As states built the new common core aligned assessments such as PARCC and Smarter Balanced, however, they stayed firmly within the traditional assessment box.  PARCC may have tried to build a bigger box and Smarter Balanced used adaptive technology to try to measure more precisely the types of things that you can assess well in that box.  However, neither program attempted anything close to the innovative assessment programs of the 1990s. That outcome was not a surprise in the current era of accountability, but it does evoke a sense of doing the same thing over and over again, but expecting different results.

End-of-year assessments such as PARCC and Smarter Balanced can and will do a better job at assessing skills such as problem solving and critical thinking than most state assessment administered in the NCLB era.  There is, however, a ceiling to what such assessments can do.  As reflected in the 2014 National Research Council report Developing Assessments for the Next Generation Science Standards the effective assessment of complex content standards such as the Common Core State Standards and the Next Generation Science Standards requires a fundamental change in our thinking about assessment, and requires a new kind of assessment program.
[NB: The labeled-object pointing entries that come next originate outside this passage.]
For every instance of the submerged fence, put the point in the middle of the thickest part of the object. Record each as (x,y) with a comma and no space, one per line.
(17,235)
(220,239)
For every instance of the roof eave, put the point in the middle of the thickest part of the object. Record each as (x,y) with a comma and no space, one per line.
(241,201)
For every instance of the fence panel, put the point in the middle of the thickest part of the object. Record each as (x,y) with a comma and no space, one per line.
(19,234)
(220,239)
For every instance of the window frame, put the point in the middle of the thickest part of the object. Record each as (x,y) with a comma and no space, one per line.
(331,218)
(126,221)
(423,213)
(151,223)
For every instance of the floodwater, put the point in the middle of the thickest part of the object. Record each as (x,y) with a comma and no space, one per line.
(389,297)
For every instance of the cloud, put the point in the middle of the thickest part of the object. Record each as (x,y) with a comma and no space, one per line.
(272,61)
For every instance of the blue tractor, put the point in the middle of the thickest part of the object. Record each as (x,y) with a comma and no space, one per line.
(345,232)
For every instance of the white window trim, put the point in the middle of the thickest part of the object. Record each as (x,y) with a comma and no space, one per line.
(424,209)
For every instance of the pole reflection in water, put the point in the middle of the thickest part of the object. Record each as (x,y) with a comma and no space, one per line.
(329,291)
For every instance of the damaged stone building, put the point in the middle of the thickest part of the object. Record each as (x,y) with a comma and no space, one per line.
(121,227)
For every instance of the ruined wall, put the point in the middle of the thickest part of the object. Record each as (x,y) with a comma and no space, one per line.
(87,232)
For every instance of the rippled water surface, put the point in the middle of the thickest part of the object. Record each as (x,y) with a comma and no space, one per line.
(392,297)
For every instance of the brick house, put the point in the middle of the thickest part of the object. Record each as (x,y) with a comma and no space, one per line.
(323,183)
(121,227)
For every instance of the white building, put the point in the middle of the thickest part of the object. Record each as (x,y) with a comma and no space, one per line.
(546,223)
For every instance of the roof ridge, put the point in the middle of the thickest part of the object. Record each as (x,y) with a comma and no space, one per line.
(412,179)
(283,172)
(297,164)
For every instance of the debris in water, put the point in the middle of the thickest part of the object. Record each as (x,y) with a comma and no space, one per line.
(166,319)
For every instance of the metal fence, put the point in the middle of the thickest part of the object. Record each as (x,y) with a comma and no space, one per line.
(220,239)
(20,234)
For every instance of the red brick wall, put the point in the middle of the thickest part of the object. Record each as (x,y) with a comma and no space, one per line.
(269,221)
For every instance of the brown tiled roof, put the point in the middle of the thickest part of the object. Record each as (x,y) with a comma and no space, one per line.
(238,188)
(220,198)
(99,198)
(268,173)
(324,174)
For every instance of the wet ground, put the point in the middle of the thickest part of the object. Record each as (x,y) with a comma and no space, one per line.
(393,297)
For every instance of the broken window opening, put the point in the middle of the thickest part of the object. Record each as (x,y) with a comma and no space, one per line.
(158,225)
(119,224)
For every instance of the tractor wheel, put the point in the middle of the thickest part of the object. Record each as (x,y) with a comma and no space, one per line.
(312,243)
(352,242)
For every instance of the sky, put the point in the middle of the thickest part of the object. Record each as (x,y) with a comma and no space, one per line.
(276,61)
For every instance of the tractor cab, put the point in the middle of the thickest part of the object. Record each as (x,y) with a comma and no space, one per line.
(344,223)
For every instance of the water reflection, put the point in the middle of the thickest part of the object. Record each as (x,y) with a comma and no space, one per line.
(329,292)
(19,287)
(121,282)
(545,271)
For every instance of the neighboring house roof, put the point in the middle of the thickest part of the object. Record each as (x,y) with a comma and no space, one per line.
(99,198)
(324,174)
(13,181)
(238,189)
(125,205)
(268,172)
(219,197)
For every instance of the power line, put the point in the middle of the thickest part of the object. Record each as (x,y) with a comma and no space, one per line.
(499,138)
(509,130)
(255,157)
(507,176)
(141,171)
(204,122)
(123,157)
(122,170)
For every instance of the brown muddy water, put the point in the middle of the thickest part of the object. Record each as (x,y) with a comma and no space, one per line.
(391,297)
ESSA offers states some opportunity for flexibility and innovation in the design of their testing programs.  States may explore ways to incorporate results from interim assessment programs into an end-of-year performance level classification for students.  States may also propose innovative assessment designs for assessment systems to support their accountability systems.  Such efforts, however, will be limited by the constraints of accountability as well as the practical and technical challenges faced by the innovative assessment programs of the 1990s.  Without a true commitment to fundamental change, to accepting the messiness, and to providing the time and resources needed to build comprehensive, cohesive assessment systems across the school, district, and state levels, it is likely that the once-in-a-lifetime window of opportunity for assessment reform that Secretary Duncan described in 2009 and 2010 will close with only incremental improvement in the state of state assessment.

To end on a positive note, all hope is not lost.  Acknowledging the limitations of end-of-year, on-demand assessment, realizing that it has become unmanageable, and admitting that we are powerless over our addiction to it is the first step toward the solution.  There are pieces of a comprehensive system being built through solid work on formative assessment practices, the use of interim assessments, and through efforts to build and sustain educators’ assessment literacy.  The NRC Committee on Developing Assessments of Science Proficiency has provided a solid framework for moving forward.  The recently published NCME volume, Meeting the Challenges to Measurement in an Era of Accountability, addresses many of the technical challenges laid out in the 1990s and provides examples of performance-based assessment programs in a variety of content areas.  The pieces are there.  Will we pick them up and stop doing the same thing over and over again or are we condemned to repeat the errors of the past?